Secondo assoluto. Basta questo per descrivere il week-end di Umberto Scandola al 17° Rally dell’Adriatico, andato in scena dal 21 al 23 maggio con base a Numana.

La gara, secondo appuntamento del Campionato Italiano Rally, si è disputata sui bellissimi sterrati marchigiani, e ha visto la vittoria finale del pilota Abarth Luca Rossetti.
Scandola, pilota originario di Erbezzo, era in gara con la splendida Fiesta S.2000 del team A-Style, al debutto assoluto in Italia. Competitiva, filante e veloce, la vettura dell’ovale blu in binomio con il giovane Scandola ha stupito curiosi e addetti ai lavori, conquistando un bellissimo secondo posto, dopo una battaglia per la vittoria conclusasi solo nelle ultime prove speciali.

Nella prima tappa sabato 22, Umberto ha vinto entrambe le prove in programma, chiudendo in testa. Domenica, il pilota veronese ha conquistato tre prove su dieci, ma ha chiuso al secondo posto staccato di soli 13.8 secondi dal vincitore. Nella battaglia per la vittoria ha recitato un ruolo centrale anche il campione italiano in carica Paolo Andreucci, con la Peugeot 207 S.2000 della Racing Lions. Il driver garfagnino era al comando quando, nel corso della quinta speciale della seconda tappa, ha lasciato per strada oltre 2 minuti a causa di una foratura. Poco dopo, lo stesso Andreucci ha trovato in prova speciale uno sconsiderato che procedeva sulla strada chiusa al traffico con un quad. Tanto spavento ma per fortuna nessuna conseguenza grave, tranne l’uscita dai giochi del pilota Peugeot. La gara è quindi proseguita con Rossetti, Scandola e l’altro pilota Abarth Giandomenico Basso, a darsele di santa ragione fino alla fine, quando Umberto ha chiuso giusto nel mezzo alle due Abarth.
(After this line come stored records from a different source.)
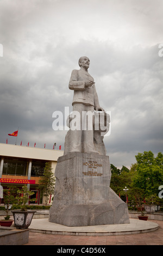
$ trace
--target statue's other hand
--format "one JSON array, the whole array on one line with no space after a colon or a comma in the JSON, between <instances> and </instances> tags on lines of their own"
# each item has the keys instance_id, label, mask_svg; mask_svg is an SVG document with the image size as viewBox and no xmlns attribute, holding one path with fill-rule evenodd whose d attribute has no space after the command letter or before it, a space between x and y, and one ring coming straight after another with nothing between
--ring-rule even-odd
<instances>
[{"instance_id":1,"label":"statue's other hand","mask_svg":"<svg viewBox=\"0 0 163 256\"><path fill-rule=\"evenodd\" d=\"M95 83L90 80L87 80L85 82L85 86L86 87L89 87L89 86L91 86L93 84L93 83Z\"/></svg>"},{"instance_id":2,"label":"statue's other hand","mask_svg":"<svg viewBox=\"0 0 163 256\"><path fill-rule=\"evenodd\" d=\"M105 112L104 109L101 107L96 107L95 108L95 110L96 111L103 111L104 112Z\"/></svg>"}]
</instances>

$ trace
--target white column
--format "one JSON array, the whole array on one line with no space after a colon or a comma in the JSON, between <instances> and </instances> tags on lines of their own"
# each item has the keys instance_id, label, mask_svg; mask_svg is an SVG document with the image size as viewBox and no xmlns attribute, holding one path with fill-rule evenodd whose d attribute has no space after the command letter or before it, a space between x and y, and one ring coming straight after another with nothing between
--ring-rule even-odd
<instances>
[{"instance_id":1,"label":"white column","mask_svg":"<svg viewBox=\"0 0 163 256\"><path fill-rule=\"evenodd\" d=\"M30 180L32 163L32 161L30 160L28 163L28 180ZM30 184L27 184L27 187L28 187L28 188L29 190Z\"/></svg>"}]
</instances>

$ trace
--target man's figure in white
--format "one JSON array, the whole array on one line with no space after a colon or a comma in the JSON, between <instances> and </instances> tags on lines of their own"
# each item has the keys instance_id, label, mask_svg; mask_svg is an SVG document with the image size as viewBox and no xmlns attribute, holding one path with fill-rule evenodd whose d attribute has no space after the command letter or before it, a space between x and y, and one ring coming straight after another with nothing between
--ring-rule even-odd
<instances>
[{"instance_id":1,"label":"man's figure in white","mask_svg":"<svg viewBox=\"0 0 163 256\"><path fill-rule=\"evenodd\" d=\"M73 112L80 113L80 119L78 120L80 129L71 131L70 152L97 153L93 144L93 129L92 125L90 129L89 120L86 121L86 114L91 113L93 115L95 110L104 110L99 106L94 80L87 71L90 65L89 58L80 57L79 65L80 69L72 71L69 82L69 88L74 90Z\"/></svg>"}]
</instances>

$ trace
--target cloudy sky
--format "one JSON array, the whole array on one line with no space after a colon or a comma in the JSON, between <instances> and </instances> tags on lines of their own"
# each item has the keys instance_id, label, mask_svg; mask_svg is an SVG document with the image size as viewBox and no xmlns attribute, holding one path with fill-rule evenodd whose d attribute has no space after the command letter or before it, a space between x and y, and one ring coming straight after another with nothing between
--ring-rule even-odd
<instances>
[{"instance_id":1,"label":"cloudy sky","mask_svg":"<svg viewBox=\"0 0 163 256\"><path fill-rule=\"evenodd\" d=\"M71 71L86 56L111 111L110 163L162 153L162 0L1 0L0 143L14 144L8 133L18 127L17 145L64 149L67 131L53 130L52 114L72 111Z\"/></svg>"}]
</instances>

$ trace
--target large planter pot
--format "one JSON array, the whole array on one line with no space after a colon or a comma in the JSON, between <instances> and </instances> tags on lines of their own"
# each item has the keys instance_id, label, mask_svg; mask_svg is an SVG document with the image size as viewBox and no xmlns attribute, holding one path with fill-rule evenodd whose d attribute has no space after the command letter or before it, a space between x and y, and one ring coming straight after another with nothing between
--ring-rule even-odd
<instances>
[{"instance_id":1,"label":"large planter pot","mask_svg":"<svg viewBox=\"0 0 163 256\"><path fill-rule=\"evenodd\" d=\"M156 205L154 204L145 204L145 211L147 212L147 214L153 214L153 212L155 212L155 208Z\"/></svg>"},{"instance_id":2,"label":"large planter pot","mask_svg":"<svg viewBox=\"0 0 163 256\"><path fill-rule=\"evenodd\" d=\"M14 220L8 220L8 221L6 221L5 220L1 220L0 225L2 227L11 227L13 221Z\"/></svg>"},{"instance_id":3,"label":"large planter pot","mask_svg":"<svg viewBox=\"0 0 163 256\"><path fill-rule=\"evenodd\" d=\"M142 221L147 221L148 216L138 216L139 220L141 220Z\"/></svg>"},{"instance_id":4,"label":"large planter pot","mask_svg":"<svg viewBox=\"0 0 163 256\"><path fill-rule=\"evenodd\" d=\"M142 207L136 207L136 209L137 209L137 210L138 211L145 211L145 208L144 208L144 206L142 206Z\"/></svg>"},{"instance_id":5,"label":"large planter pot","mask_svg":"<svg viewBox=\"0 0 163 256\"><path fill-rule=\"evenodd\" d=\"M17 229L24 229L30 225L36 211L11 211L14 215L15 227Z\"/></svg>"}]
</instances>

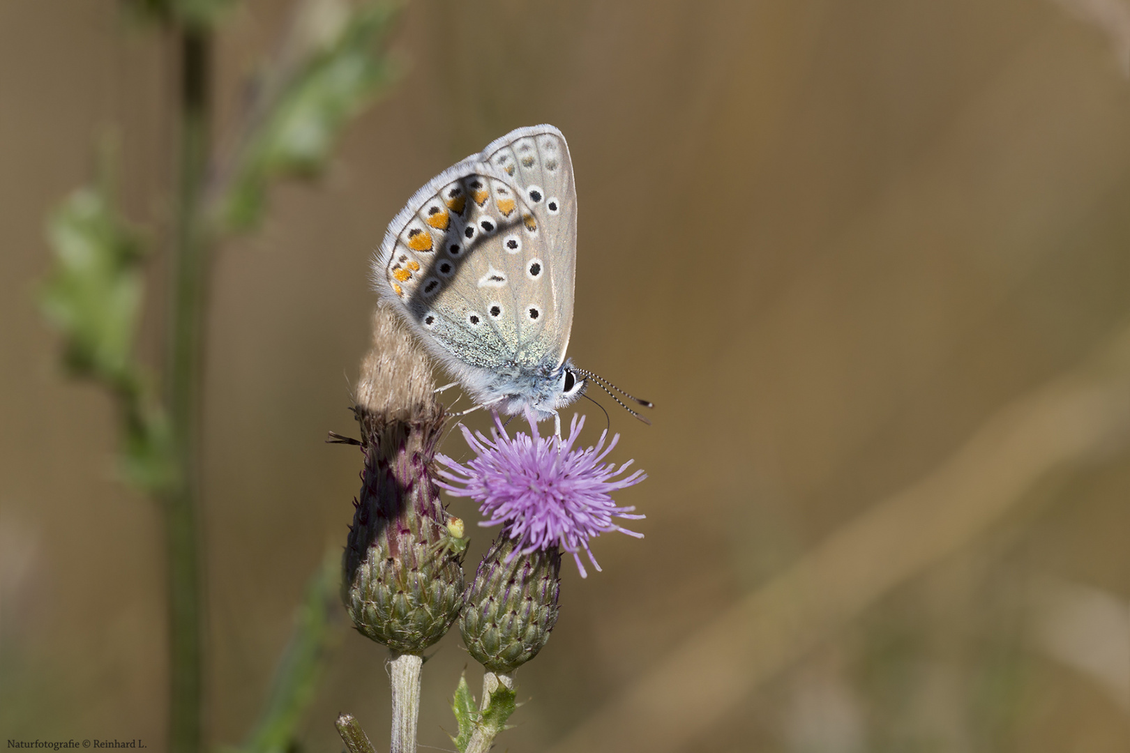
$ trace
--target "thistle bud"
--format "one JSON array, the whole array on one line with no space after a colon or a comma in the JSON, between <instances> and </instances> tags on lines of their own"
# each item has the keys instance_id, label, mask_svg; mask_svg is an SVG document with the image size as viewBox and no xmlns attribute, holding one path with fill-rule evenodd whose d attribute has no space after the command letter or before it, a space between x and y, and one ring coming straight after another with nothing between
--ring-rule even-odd
<instances>
[{"instance_id":1,"label":"thistle bud","mask_svg":"<svg viewBox=\"0 0 1130 753\"><path fill-rule=\"evenodd\" d=\"M556 546L523 553L501 534L467 592L460 615L463 642L490 672L511 673L546 645L557 622L560 552Z\"/></svg>"},{"instance_id":2,"label":"thistle bud","mask_svg":"<svg viewBox=\"0 0 1130 753\"><path fill-rule=\"evenodd\" d=\"M419 655L462 608L462 554L432 480L443 428L431 368L391 312L377 308L354 409L365 456L344 557L342 601L357 630Z\"/></svg>"}]
</instances>

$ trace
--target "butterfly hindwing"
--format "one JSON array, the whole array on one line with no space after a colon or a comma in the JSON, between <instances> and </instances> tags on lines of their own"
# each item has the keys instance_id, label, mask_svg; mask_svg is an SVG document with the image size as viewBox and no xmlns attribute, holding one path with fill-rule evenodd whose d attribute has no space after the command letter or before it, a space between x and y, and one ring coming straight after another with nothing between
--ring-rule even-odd
<instances>
[{"instance_id":1,"label":"butterfly hindwing","mask_svg":"<svg viewBox=\"0 0 1130 753\"><path fill-rule=\"evenodd\" d=\"M382 300L477 403L540 418L583 392L565 359L575 268L573 166L551 125L428 181L373 262Z\"/></svg>"},{"instance_id":2,"label":"butterfly hindwing","mask_svg":"<svg viewBox=\"0 0 1130 753\"><path fill-rule=\"evenodd\" d=\"M457 167L390 226L376 261L382 297L441 359L486 369L540 364L548 349L539 334L554 312L541 292L548 277L532 210L489 166Z\"/></svg>"}]
</instances>

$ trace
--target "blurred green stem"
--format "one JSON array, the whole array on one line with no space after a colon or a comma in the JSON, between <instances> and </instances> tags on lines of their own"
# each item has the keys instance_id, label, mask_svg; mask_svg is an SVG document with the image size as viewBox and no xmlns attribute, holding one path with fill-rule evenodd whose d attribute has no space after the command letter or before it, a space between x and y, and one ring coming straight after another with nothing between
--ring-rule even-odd
<instances>
[{"instance_id":1,"label":"blurred green stem","mask_svg":"<svg viewBox=\"0 0 1130 753\"><path fill-rule=\"evenodd\" d=\"M211 33L186 25L176 29L181 49L180 158L171 281L165 401L172 423L179 474L164 494L168 537L169 746L172 753L200 750L201 568L197 514L197 428L208 277L208 231L200 211L208 166Z\"/></svg>"},{"instance_id":2,"label":"blurred green stem","mask_svg":"<svg viewBox=\"0 0 1130 753\"><path fill-rule=\"evenodd\" d=\"M346 744L349 753L376 753L373 744L368 742L368 735L360 728L351 713L341 713L337 721L338 734L341 742Z\"/></svg>"}]
</instances>

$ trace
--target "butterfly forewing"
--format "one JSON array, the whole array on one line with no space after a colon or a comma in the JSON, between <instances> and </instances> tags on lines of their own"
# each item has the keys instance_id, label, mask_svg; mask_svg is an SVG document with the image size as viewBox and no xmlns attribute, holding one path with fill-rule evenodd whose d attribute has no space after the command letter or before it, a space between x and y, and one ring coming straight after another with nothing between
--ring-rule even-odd
<instances>
[{"instance_id":1,"label":"butterfly forewing","mask_svg":"<svg viewBox=\"0 0 1130 753\"><path fill-rule=\"evenodd\" d=\"M573 325L576 273L576 190L568 146L556 128L534 125L492 142L479 159L513 182L532 216L524 218L534 229L523 248L522 273L539 284L527 288L520 319L542 324L522 330L520 348L545 350L559 364ZM530 273L534 262L536 275Z\"/></svg>"}]
</instances>

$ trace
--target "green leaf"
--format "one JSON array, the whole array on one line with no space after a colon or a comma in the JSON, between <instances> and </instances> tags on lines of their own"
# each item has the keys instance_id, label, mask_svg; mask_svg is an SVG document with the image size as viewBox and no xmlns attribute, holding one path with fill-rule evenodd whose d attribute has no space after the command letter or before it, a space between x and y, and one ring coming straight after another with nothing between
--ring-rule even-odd
<instances>
[{"instance_id":1,"label":"green leaf","mask_svg":"<svg viewBox=\"0 0 1130 753\"><path fill-rule=\"evenodd\" d=\"M492 732L492 737L506 728L506 719L514 712L514 691L502 683L490 693L490 701L483 709L479 724Z\"/></svg>"},{"instance_id":2,"label":"green leaf","mask_svg":"<svg viewBox=\"0 0 1130 753\"><path fill-rule=\"evenodd\" d=\"M168 420L134 353L144 248L105 186L68 196L49 218L47 240L54 266L40 306L63 335L63 362L118 399L125 480L147 491L167 489L179 472Z\"/></svg>"},{"instance_id":3,"label":"green leaf","mask_svg":"<svg viewBox=\"0 0 1130 753\"><path fill-rule=\"evenodd\" d=\"M141 246L105 192L81 189L47 222L55 264L41 291L43 313L66 338L78 375L132 389L133 340L141 308Z\"/></svg>"},{"instance_id":4,"label":"green leaf","mask_svg":"<svg viewBox=\"0 0 1130 753\"><path fill-rule=\"evenodd\" d=\"M467 672L459 675L459 685L455 688L455 698L451 702L451 710L455 715L455 721L459 723L459 735L455 737L449 735L449 737L459 748L459 753L463 753L479 719L479 712L475 709L475 697L467 685Z\"/></svg>"},{"instance_id":5,"label":"green leaf","mask_svg":"<svg viewBox=\"0 0 1130 753\"><path fill-rule=\"evenodd\" d=\"M380 43L394 10L385 1L353 10L277 87L220 199L220 220L229 228L249 229L259 221L270 181L319 174L345 125L393 78Z\"/></svg>"},{"instance_id":6,"label":"green leaf","mask_svg":"<svg viewBox=\"0 0 1130 753\"><path fill-rule=\"evenodd\" d=\"M314 698L329 650L337 638L330 615L339 608L340 579L341 553L334 550L325 554L306 588L290 642L275 669L275 681L262 716L242 747L245 753L285 753L292 750L295 729Z\"/></svg>"}]
</instances>

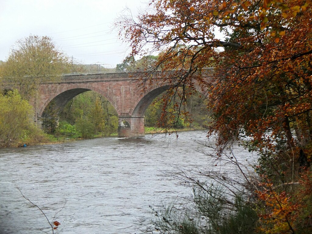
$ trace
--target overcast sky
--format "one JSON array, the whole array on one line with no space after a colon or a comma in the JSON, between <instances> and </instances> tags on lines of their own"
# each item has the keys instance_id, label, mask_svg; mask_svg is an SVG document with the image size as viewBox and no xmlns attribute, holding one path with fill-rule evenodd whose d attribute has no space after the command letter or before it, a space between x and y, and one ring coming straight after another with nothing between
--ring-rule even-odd
<instances>
[{"instance_id":1,"label":"overcast sky","mask_svg":"<svg viewBox=\"0 0 312 234\"><path fill-rule=\"evenodd\" d=\"M147 0L0 0L0 60L17 40L47 36L74 61L115 67L129 52L111 32L126 7L133 15ZM128 49L128 50L127 50Z\"/></svg>"}]
</instances>

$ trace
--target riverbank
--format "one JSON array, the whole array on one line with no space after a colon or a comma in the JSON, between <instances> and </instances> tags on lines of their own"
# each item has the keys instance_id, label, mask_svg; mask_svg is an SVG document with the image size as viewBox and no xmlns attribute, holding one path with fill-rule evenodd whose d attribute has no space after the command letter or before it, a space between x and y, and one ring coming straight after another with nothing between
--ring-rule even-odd
<instances>
[{"instance_id":1,"label":"riverbank","mask_svg":"<svg viewBox=\"0 0 312 234\"><path fill-rule=\"evenodd\" d=\"M188 131L197 131L204 130L206 129L200 127L196 128L185 128L183 129L164 129L156 127L145 127L145 134L154 135L160 133L167 132L172 134L175 132L184 132ZM61 137L54 136L51 134L43 133L40 137L37 137L35 139L27 138L24 139L24 140L20 141L11 141L10 144L1 146L0 148L11 147L25 147L30 146L49 145L61 144L69 141L74 141L79 140L84 140L87 139L93 139L111 136L117 136L117 133L111 134L109 136L104 136L98 134L94 136L92 138L81 138L70 137L68 136Z\"/></svg>"}]
</instances>

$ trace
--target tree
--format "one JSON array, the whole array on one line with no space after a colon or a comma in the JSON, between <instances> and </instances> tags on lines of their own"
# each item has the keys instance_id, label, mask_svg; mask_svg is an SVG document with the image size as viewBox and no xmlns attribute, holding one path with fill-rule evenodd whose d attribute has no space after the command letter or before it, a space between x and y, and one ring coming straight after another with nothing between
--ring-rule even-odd
<instances>
[{"instance_id":1,"label":"tree","mask_svg":"<svg viewBox=\"0 0 312 234\"><path fill-rule=\"evenodd\" d=\"M16 42L2 65L0 76L28 99L41 83L60 79L68 62L50 38L31 35Z\"/></svg>"},{"instance_id":2,"label":"tree","mask_svg":"<svg viewBox=\"0 0 312 234\"><path fill-rule=\"evenodd\" d=\"M211 133L219 133L220 144L239 138L242 128L258 149L274 149L280 137L281 144L298 146L310 157L305 148L312 140L310 3L158 0L150 4L153 13L142 13L137 21L124 16L117 23L131 45L130 56L164 51L153 71L173 71L170 79L145 82L169 83L166 105L179 95L182 101L175 104L179 110L194 80L209 89L215 120ZM216 38L217 28L224 40ZM213 49L220 46L224 51ZM212 64L210 83L198 74Z\"/></svg>"},{"instance_id":3,"label":"tree","mask_svg":"<svg viewBox=\"0 0 312 234\"><path fill-rule=\"evenodd\" d=\"M137 19L125 16L117 22L119 35L132 48L130 56L163 51L152 71L159 78L148 79L147 72L142 87L169 84L165 106L173 102L174 112L187 114L181 106L193 93L195 81L209 92L213 118L209 135L217 134L220 157L233 139L250 139L246 146L259 154L256 169L265 182L258 188L257 205L259 210L267 206L265 214L258 214L267 233L303 232L295 224L311 219L289 187L312 159L311 3L153 0L152 9ZM218 30L224 40L216 36ZM223 50L216 49L219 47ZM212 66L213 80L208 81L201 75ZM301 219L295 214L299 210L305 214ZM305 231L311 230L309 225Z\"/></svg>"},{"instance_id":4,"label":"tree","mask_svg":"<svg viewBox=\"0 0 312 234\"><path fill-rule=\"evenodd\" d=\"M43 141L42 133L32 121L32 106L17 90L0 93L0 147Z\"/></svg>"},{"instance_id":5,"label":"tree","mask_svg":"<svg viewBox=\"0 0 312 234\"><path fill-rule=\"evenodd\" d=\"M122 63L117 64L117 71L149 70L153 68L158 58L158 56L148 55L136 61L133 56L127 57Z\"/></svg>"},{"instance_id":6,"label":"tree","mask_svg":"<svg viewBox=\"0 0 312 234\"><path fill-rule=\"evenodd\" d=\"M134 70L134 60L133 57L127 57L124 60L122 63L119 63L116 65L116 71L124 71Z\"/></svg>"}]
</instances>

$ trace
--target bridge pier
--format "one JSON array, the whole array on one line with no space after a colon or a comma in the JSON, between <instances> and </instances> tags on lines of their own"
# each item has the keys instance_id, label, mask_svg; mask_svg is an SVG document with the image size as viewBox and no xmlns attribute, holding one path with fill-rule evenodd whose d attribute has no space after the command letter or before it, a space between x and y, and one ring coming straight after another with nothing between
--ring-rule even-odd
<instances>
[{"instance_id":1,"label":"bridge pier","mask_svg":"<svg viewBox=\"0 0 312 234\"><path fill-rule=\"evenodd\" d=\"M118 137L139 137L144 135L144 116L119 116Z\"/></svg>"}]
</instances>

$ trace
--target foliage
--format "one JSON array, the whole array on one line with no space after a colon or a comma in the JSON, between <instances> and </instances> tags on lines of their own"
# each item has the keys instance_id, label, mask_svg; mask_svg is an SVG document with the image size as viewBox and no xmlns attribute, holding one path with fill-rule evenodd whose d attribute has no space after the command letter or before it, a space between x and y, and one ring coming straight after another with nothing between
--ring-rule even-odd
<instances>
[{"instance_id":1,"label":"foliage","mask_svg":"<svg viewBox=\"0 0 312 234\"><path fill-rule=\"evenodd\" d=\"M76 123L77 129L81 133L83 138L91 139L94 138L96 134L95 126L92 122L86 116L81 116L77 119Z\"/></svg>"},{"instance_id":2,"label":"foliage","mask_svg":"<svg viewBox=\"0 0 312 234\"><path fill-rule=\"evenodd\" d=\"M207 100L203 97L198 92L195 92L193 95L190 95L185 100L184 110L187 112L191 118L186 119L183 116L175 115L172 120L175 124L174 127L177 128L186 127L200 127L207 126L206 121L210 120L207 114ZM170 113L171 110L173 109L173 104L166 107L166 111ZM164 112L163 107L161 95L156 98L153 103L149 106L145 113L145 126L163 127L169 126L171 123L168 121L166 123L161 121L162 115Z\"/></svg>"},{"instance_id":3,"label":"foliage","mask_svg":"<svg viewBox=\"0 0 312 234\"><path fill-rule=\"evenodd\" d=\"M158 0L137 21L125 16L117 23L131 44L130 56L164 50L154 71L161 68L165 75L166 71L173 70L170 79L146 81L171 85L166 105L174 101L173 95L184 100L195 81L204 91L209 87L212 132L218 131L220 144L239 137L243 127L259 148L274 147L278 136L293 147L298 144L292 127L302 146L311 140L312 126L309 2ZM226 41L216 39L216 26ZM144 47L149 44L152 46ZM224 51L212 49L220 46ZM213 64L215 79L209 84L197 72ZM179 92L180 86L184 88ZM173 104L177 111L183 102L178 101Z\"/></svg>"},{"instance_id":4,"label":"foliage","mask_svg":"<svg viewBox=\"0 0 312 234\"><path fill-rule=\"evenodd\" d=\"M0 147L44 141L33 123L32 107L17 90L0 93Z\"/></svg>"},{"instance_id":5,"label":"foliage","mask_svg":"<svg viewBox=\"0 0 312 234\"><path fill-rule=\"evenodd\" d=\"M76 129L75 125L71 125L66 121L61 121L56 128L55 134L58 136L66 137L77 138L81 134Z\"/></svg>"},{"instance_id":6,"label":"foliage","mask_svg":"<svg viewBox=\"0 0 312 234\"><path fill-rule=\"evenodd\" d=\"M54 133L58 124L59 110L56 107L55 102L53 100L50 102L45 112L47 116L42 121L42 126L45 131L48 133Z\"/></svg>"},{"instance_id":7,"label":"foliage","mask_svg":"<svg viewBox=\"0 0 312 234\"><path fill-rule=\"evenodd\" d=\"M149 70L153 68L158 59L158 56L148 55L143 56L136 61L133 56L127 57L124 60L122 63L117 64L116 71Z\"/></svg>"},{"instance_id":8,"label":"foliage","mask_svg":"<svg viewBox=\"0 0 312 234\"><path fill-rule=\"evenodd\" d=\"M163 123L188 115L181 107L198 86L209 93L209 135L217 134L218 155L233 140L246 139L259 154L256 168L265 184L258 188L257 211L259 230L266 233L302 233L296 225L312 226L302 202L310 197L296 202L295 191L285 185L304 178L300 172L312 159L311 3L152 0L137 18L116 22L130 56L163 51L142 87L169 85L162 99Z\"/></svg>"},{"instance_id":9,"label":"foliage","mask_svg":"<svg viewBox=\"0 0 312 234\"><path fill-rule=\"evenodd\" d=\"M247 184L244 185L241 182L226 174L223 175L223 182L217 180L215 184L212 183L211 182L216 178L217 173L198 168L179 168L177 172L169 174L191 187L193 196L165 209L152 208L155 216L153 226L146 232L256 233L258 216L252 203L247 202L248 194L244 191Z\"/></svg>"},{"instance_id":10,"label":"foliage","mask_svg":"<svg viewBox=\"0 0 312 234\"><path fill-rule=\"evenodd\" d=\"M0 76L29 99L40 83L60 79L67 62L50 38L31 35L15 43L1 66Z\"/></svg>"},{"instance_id":11,"label":"foliage","mask_svg":"<svg viewBox=\"0 0 312 234\"><path fill-rule=\"evenodd\" d=\"M118 115L114 107L106 99L93 91L74 98L61 112L60 118L76 126L83 138L109 136L117 133L118 128Z\"/></svg>"}]
</instances>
Un modo straordinario di rientrare nel Campionato Italiano per Scandola, che ha saputo battagliare ad armi pare contro la sua ex squadra e ha dimostrato, per chi ancora fosse incerto, il suo talento e il suo valore. Certo è che la Fiesta è una vettura straordinaria, ma al Mille Miglia, gara di apertura della serie, nessuna delle berlinette Ford era parsa così in forma. È il caso di dire che il pilota di Erbezzo ci ha davvero messo del suo.